Two notable limitations to our study exist. First, there is the fact that our study examined the return of pharmacogenetic results within the context of pediatric research, rather than pediatric clinical care or direct-to-consumer genetic testing. Pediatric research has requirements for consent, the balancing of risks and potential benefits, etc., that differ markedly from clinical care and commercial direct-to-consumer genetic testing. The difference in context might influence parents’ responses.

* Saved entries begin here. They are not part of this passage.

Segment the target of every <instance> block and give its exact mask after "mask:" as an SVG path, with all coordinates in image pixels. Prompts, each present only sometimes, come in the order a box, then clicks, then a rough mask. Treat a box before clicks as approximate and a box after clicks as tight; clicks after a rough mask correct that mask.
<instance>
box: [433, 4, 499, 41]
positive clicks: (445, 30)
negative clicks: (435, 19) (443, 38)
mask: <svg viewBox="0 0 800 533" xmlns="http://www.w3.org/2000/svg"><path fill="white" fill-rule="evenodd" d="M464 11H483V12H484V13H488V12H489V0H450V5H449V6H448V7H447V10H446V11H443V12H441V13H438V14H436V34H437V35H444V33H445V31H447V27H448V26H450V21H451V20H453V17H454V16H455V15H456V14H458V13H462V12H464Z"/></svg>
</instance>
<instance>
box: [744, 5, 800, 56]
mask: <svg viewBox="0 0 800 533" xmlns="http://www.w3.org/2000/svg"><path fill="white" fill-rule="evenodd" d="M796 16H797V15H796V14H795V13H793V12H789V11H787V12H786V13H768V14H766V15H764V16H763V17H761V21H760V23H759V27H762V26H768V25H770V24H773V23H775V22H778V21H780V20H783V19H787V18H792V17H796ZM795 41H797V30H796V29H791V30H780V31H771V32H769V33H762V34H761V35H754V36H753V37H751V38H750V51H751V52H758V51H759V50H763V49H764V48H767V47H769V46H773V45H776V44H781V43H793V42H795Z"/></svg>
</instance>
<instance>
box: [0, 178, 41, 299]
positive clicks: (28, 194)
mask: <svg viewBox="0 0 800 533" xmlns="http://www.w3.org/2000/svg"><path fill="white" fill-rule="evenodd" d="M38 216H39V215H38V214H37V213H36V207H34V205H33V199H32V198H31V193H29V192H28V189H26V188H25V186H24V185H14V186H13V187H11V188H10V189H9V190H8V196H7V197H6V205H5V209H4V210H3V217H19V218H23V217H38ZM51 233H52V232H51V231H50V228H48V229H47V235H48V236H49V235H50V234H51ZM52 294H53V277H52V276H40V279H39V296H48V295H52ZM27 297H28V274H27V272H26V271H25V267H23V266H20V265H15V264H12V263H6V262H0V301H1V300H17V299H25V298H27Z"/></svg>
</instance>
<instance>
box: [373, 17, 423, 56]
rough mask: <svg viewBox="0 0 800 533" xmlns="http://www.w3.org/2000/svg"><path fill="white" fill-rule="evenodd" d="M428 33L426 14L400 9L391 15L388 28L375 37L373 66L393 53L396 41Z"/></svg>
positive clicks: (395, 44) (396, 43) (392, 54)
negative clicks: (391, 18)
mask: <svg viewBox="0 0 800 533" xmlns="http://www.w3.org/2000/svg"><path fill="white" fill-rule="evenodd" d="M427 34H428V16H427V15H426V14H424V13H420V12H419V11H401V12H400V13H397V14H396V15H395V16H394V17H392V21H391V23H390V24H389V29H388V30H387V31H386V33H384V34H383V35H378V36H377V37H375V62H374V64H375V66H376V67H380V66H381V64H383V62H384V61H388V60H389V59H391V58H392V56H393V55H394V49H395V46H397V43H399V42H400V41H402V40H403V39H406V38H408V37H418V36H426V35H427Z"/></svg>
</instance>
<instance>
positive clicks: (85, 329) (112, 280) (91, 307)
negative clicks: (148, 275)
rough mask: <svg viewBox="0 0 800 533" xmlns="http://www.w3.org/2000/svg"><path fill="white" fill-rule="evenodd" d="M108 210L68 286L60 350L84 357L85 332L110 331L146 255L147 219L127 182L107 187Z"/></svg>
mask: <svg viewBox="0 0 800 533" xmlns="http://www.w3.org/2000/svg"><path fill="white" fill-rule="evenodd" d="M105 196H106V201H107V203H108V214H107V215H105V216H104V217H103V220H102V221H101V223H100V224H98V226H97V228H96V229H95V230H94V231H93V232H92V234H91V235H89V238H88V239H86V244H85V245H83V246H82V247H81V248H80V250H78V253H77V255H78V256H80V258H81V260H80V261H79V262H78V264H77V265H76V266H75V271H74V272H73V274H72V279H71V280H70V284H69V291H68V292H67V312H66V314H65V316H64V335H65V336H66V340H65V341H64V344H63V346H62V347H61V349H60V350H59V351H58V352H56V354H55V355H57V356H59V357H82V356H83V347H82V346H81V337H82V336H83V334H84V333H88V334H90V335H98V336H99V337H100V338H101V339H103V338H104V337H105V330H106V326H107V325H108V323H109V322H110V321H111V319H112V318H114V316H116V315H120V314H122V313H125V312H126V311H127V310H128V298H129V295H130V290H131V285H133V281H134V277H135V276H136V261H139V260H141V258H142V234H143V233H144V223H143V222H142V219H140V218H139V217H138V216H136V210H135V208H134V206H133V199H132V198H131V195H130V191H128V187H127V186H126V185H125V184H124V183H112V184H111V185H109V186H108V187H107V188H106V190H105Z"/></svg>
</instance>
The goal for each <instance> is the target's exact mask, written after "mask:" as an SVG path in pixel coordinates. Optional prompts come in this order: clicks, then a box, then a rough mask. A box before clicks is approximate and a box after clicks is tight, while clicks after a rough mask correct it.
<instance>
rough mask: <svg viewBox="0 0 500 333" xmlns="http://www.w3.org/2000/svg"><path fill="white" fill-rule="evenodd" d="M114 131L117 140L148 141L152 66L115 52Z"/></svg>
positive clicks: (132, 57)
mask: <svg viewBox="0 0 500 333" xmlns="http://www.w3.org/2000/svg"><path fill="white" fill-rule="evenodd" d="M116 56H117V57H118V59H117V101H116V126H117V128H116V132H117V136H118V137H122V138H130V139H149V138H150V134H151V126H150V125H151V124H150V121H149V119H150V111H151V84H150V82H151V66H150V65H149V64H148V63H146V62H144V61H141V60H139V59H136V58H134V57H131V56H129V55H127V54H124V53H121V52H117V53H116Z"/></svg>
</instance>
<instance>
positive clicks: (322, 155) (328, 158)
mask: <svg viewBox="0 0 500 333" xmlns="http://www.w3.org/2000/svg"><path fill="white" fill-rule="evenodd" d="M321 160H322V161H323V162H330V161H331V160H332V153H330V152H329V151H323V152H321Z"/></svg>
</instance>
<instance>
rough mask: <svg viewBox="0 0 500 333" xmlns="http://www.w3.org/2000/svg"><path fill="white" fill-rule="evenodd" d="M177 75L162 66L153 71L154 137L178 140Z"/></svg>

A second limitation is the demographic homogeneity of the research participants. Parents were predominately well-educated white mothers from households with incomes well above the national average. Additionally, nearly half of the participants in this study previously worked in healthcare, a healthcare-related industry, or in biomedical research. Parents’ work experience could influence their knowledge and attitudes about pharmacogenetic testing, as well as their willingness to participate in the study. Parents’ race could mean that issues of trusting healthcare professionals and medical research are not as salient as they are for non-white parents in the United States. Parents were more educated and wealthier than the population in many studies regarding reactions to genetic testing. Those advantages of wealth and education might allow them to process information related to the pharmacogenetic results in ways that minimize attitudes or beliefs, like genetic essentialism, that could be detrimental to making health decisions on behalf of their child. Although access to resources could reduce anxiety for pharmacogenetic results, some parents still expressed concerns such as anxiety for some types of hypothetical incidental findings that were disease-focused.

Future studies should try to expand the racial, gender, educational, and socio-economic diversity of the research participants. Future studies could also examine claims about the child’s medical or social normalcy to identify any interaction or overlaps between the claims and how they might impact the reception of future genetic and pharmacogenetic results. Finally, as noted earlier, parental concerns about insurance should be examined further, especially with a more diverse sample whose access to health insurance might be limited, to see how those concerns are discussed.

Acknowledgments

This project is a portion of the eMERGE study at Cincinnati Children’s Hospital Medical Center (CCHMC) and Boston Children’s Hospital (BCH). The eMERGE Network was initiated and funded by NHGRI and is made up of ten organizations. Funding for our study is from U01HG006828 (Cincinnati Children’s Hospital Medical Center/Boston Children’s Hospital, John Harley, PI). This research was also supported in part by the Cincinnati Children’s Research Foundation and its Cincinnati Genomic Control Cohort and The Better Outcomes for Children (BOfC) project. BOfC is an initiative to collect and store remnant clinical samples for research use and was initiated with funds committed by CCHMC and grant monies awarded to the University of Cincinnati (UC) from the State of Ohio to renovate space for a biobank. The BOfC repository is managed by the Cincinnati Biobank under the direction of John B. Harley, MD, PhD. Additionally, we’d like to thank Rachel Supinger and Nicole Dalessandro for their help with the initial interviews in this project.

Footnotes

1

Descriptions of metabolizer statuses and distribution of actual and hypothetical metabolizer statuses in the sample are available upon request from the corresponding author. Descriptions of hypothetical metabolizer statuses used in the study are also available upon request from the corresponding author.